Opened in 1986, a year before the Sheraton Mirage (now the Sheraton Grand Mirage Resort) welcomed its first guests, both properties were the brainchild of entrepreneur Christopher Skase, who envisioned Port Douglas as a mecca for tourism.

In a fashion which typified Skase’s ability to get things done, it did not take long before some of the world’s top golfers converged on the country club.

In 1988, the club staged the world’s richest Skins game with prizes worth $2.2 million. Eighteen-time major championship winner Jack Nicklaus, dual US Open champion Curtis Strange and two-time British Open winner Greg Norman won the bulk of the cash.

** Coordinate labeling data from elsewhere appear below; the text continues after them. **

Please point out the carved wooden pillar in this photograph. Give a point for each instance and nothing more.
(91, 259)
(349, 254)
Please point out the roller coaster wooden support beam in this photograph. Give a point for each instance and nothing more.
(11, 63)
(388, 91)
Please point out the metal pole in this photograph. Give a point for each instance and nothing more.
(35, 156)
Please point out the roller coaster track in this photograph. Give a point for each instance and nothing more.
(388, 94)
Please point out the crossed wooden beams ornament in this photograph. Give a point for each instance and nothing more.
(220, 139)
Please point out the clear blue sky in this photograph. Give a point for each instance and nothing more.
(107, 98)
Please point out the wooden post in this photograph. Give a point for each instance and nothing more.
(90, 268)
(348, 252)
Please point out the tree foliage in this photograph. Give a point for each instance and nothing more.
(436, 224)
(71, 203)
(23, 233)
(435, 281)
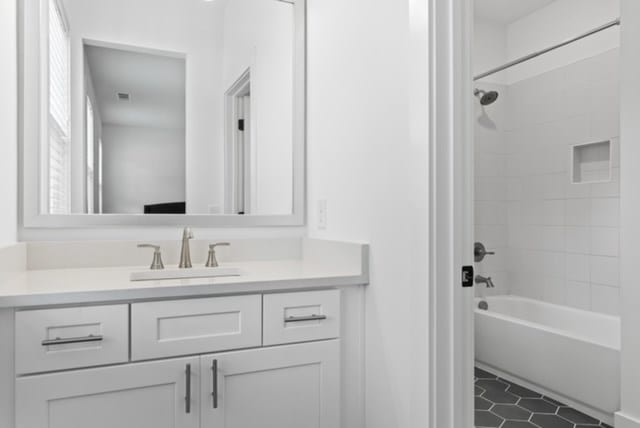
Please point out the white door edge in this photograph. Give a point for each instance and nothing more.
(451, 210)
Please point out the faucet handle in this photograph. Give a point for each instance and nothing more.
(156, 264)
(212, 261)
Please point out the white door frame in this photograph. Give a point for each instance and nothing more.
(451, 211)
(232, 114)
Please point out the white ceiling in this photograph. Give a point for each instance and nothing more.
(507, 11)
(156, 85)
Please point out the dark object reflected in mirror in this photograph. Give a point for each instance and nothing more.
(168, 208)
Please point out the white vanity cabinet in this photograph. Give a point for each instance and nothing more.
(232, 378)
(145, 395)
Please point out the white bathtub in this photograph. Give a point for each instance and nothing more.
(572, 355)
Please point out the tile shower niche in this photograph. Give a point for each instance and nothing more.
(591, 162)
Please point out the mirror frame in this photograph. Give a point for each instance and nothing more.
(33, 112)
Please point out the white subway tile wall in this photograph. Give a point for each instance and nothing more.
(555, 240)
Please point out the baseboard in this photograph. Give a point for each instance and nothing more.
(626, 421)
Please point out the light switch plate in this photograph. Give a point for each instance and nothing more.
(322, 214)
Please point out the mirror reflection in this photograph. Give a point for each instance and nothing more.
(169, 107)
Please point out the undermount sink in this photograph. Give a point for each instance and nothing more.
(176, 273)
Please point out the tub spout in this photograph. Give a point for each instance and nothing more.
(487, 281)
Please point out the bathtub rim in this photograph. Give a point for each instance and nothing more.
(561, 332)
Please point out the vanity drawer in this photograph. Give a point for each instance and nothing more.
(301, 317)
(186, 327)
(59, 339)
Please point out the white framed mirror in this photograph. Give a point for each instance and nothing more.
(162, 112)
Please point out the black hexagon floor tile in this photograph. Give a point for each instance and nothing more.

In the same year and played on November 18-20, the country club was the venue for a Golf Test between Australia, captained by Norman, and a UK team, led by Sandy Lyle. The event received international TV coverage.  

The make-up of the two teams were: Australia: Norman, David Graham, Rodger Davis, Craig Parry, Steve Elkington and Peter Senior. UK: Lyle, Mark James, Ian Woosnam, Howard Clark, Gordon Brand Jr. and Ronan Rafferty.

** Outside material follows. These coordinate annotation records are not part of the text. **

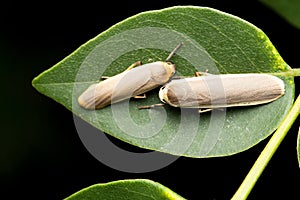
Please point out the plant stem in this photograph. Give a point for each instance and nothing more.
(265, 156)
(291, 72)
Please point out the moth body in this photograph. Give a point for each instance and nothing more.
(219, 91)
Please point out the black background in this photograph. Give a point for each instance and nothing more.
(41, 153)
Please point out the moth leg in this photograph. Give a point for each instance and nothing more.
(141, 96)
(204, 110)
(138, 63)
(151, 106)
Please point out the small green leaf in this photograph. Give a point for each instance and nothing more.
(213, 40)
(288, 9)
(126, 189)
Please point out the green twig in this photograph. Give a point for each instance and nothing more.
(265, 156)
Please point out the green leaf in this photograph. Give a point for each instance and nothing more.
(288, 9)
(298, 146)
(126, 189)
(213, 40)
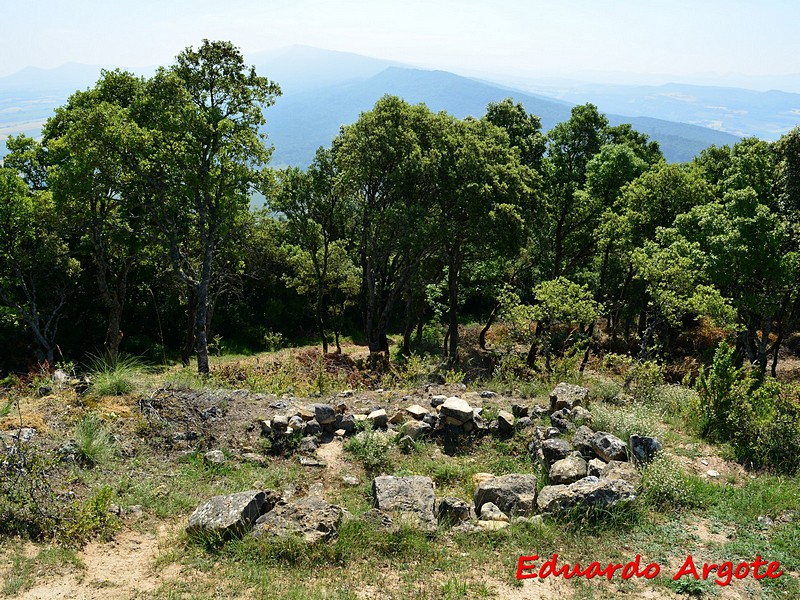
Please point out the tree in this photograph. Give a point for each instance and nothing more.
(37, 272)
(201, 160)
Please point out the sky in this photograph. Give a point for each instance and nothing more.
(711, 41)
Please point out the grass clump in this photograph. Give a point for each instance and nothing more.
(114, 376)
(93, 443)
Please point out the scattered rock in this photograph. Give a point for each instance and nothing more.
(406, 498)
(513, 494)
(229, 515)
(566, 395)
(609, 447)
(567, 470)
(589, 491)
(644, 449)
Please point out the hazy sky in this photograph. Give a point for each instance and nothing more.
(526, 37)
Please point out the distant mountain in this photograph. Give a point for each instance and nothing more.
(323, 90)
(741, 112)
(300, 123)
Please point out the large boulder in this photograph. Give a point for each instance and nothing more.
(566, 395)
(456, 409)
(230, 515)
(609, 447)
(310, 518)
(513, 494)
(589, 491)
(644, 449)
(409, 499)
(567, 470)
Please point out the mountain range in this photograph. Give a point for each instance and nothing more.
(323, 90)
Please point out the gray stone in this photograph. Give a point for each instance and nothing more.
(453, 510)
(567, 470)
(378, 418)
(644, 449)
(609, 447)
(555, 449)
(324, 414)
(513, 494)
(407, 499)
(457, 409)
(230, 515)
(616, 469)
(215, 457)
(566, 395)
(490, 512)
(595, 467)
(582, 441)
(505, 421)
(589, 492)
(416, 429)
(310, 518)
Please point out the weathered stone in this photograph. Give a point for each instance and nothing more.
(324, 414)
(567, 470)
(513, 494)
(230, 515)
(215, 457)
(616, 469)
(595, 467)
(589, 491)
(311, 518)
(456, 408)
(566, 395)
(609, 447)
(416, 429)
(582, 441)
(453, 510)
(490, 512)
(378, 418)
(644, 449)
(416, 411)
(505, 421)
(555, 449)
(406, 498)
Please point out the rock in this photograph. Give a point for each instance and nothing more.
(408, 499)
(416, 412)
(555, 449)
(311, 518)
(513, 494)
(324, 414)
(616, 469)
(566, 395)
(233, 514)
(644, 449)
(582, 441)
(595, 467)
(505, 421)
(214, 457)
(589, 491)
(416, 429)
(308, 445)
(520, 410)
(280, 423)
(490, 512)
(609, 447)
(437, 400)
(567, 470)
(456, 409)
(378, 418)
(453, 510)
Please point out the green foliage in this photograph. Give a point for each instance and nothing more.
(93, 442)
(372, 449)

Today, 33 years after he co-designed the track with the late and five-time British Open winner Peter Thomson, Michael Wolveridge is not shy to say the course needs work to get it back to where it was in its halcyon days.

Wolveridge, who was involved in the design of more than 200 courses in 23 countries, is still a busy man as he works closely with the club’s Golf Superintendent Alec Ross, in a three-year project which involves re-designing all 18 greens.

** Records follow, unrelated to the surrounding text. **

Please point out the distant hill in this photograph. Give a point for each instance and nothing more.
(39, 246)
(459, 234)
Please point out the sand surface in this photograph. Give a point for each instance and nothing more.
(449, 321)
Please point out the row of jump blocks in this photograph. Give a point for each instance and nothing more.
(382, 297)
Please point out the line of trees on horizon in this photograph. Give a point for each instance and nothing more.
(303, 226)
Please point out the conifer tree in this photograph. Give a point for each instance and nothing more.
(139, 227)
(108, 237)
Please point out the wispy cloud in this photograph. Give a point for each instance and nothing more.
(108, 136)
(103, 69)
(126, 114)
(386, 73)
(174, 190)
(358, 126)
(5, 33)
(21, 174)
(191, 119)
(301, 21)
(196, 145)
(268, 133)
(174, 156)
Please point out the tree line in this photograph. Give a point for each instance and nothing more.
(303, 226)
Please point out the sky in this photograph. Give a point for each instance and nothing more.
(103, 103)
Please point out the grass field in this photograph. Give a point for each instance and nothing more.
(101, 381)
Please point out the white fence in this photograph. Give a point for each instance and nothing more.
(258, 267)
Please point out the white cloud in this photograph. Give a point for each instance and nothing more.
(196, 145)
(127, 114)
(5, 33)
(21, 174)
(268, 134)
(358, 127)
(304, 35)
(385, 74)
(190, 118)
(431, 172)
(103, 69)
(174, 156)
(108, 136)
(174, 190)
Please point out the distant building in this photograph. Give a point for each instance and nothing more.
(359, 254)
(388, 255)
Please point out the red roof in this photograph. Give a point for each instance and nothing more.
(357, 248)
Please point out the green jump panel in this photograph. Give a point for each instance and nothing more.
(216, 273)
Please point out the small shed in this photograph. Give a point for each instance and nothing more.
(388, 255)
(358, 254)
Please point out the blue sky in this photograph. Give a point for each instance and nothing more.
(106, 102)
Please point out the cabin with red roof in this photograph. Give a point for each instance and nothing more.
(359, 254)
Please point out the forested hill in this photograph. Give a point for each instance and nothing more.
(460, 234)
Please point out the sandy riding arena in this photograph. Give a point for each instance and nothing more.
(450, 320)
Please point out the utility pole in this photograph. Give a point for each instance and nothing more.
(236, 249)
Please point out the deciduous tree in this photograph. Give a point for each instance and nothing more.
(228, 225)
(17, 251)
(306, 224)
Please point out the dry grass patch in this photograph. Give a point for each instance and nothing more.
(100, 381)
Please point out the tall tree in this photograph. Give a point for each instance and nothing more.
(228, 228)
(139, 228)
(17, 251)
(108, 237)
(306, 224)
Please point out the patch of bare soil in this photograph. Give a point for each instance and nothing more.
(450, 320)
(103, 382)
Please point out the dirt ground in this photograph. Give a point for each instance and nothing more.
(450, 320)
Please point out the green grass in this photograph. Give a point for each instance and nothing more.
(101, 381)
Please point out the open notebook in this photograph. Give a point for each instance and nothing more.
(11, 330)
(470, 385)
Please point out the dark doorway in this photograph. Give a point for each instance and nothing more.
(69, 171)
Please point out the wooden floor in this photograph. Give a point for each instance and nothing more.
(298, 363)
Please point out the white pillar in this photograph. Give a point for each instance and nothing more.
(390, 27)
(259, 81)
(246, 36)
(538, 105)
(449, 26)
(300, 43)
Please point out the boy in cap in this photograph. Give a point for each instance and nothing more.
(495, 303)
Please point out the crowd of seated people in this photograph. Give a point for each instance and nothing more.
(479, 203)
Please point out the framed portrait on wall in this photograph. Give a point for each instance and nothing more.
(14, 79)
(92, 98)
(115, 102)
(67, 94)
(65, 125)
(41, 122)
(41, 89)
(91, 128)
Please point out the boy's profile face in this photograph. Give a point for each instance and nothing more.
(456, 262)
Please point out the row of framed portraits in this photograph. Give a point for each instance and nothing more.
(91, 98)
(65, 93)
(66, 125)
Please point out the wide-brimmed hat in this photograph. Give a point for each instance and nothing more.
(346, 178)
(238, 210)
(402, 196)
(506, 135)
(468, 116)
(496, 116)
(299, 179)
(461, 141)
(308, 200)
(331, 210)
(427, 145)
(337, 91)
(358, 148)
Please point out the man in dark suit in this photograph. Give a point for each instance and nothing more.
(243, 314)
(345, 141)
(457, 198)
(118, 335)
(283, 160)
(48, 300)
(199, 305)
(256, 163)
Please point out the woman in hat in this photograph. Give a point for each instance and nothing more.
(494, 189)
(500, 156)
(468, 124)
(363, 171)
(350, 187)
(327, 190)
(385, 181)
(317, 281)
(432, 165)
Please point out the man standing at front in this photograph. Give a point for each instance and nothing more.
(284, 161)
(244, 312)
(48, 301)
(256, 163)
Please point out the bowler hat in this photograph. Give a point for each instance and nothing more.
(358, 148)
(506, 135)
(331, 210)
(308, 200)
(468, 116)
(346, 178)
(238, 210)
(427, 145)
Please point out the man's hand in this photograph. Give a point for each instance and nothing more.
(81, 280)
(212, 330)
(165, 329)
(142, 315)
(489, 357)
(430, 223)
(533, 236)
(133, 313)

The club’s General Manager, Geoff Peard, said the plan is to upgrade six greens per year.

“Work began in February this year and during this period, we built two extra greens on each nine. We’ve done this to ensure there is no interruption to play and our guests do not have to play on temporary greens,” he said.

Although this is a significant financial undertaking, Peard said a large portion of the work is being done in-house and this is assisting in considerable savings.

“What’s important is that those who play the course or visit the Country Club can see there is a lot happening. This is already reaping benefits and we picked up more than 40 new members from the recently-closed Paradise Palms, near Palm Cove,” said Peard.

Wolveridge, meanwhile, is thrilled to see the golf course being reinvigorated. And he still likes to remind everyone that it was Skase who made this possible.

“Christopher was a great bloke, he did great things and was the hero of the moment,” he says.

Skase, who died in 2001, was an Australian businessman who later became one of this country's most wanted fugitives, after his business empire crashed spectacularly and he fled to Majorca, Spain.

Besides owning five resorts and other business interests, he was well known for his displays of wealth: a lavish 40th birthday party in 1988, and a company Christmas party that cost $450,000.

In one particular incident, he had his private jet fly from Port Douglas to Melbourne to pick up a dress for his wife, Pixie.

For a golf course once dominated by the flamboyant and visited by the rich and famous – Bill Clinton was at the course on the eve of 9/11 – you can expect once all the dirt has been removed, its new-look will be appropriately displayed.

“It’s a ways off, but yes we’ll launch the new greens in 2022 which will be the re-emergence of the course,” said Peard.

You do have to wonder, if Skase was still with us, how he would showcase the changes.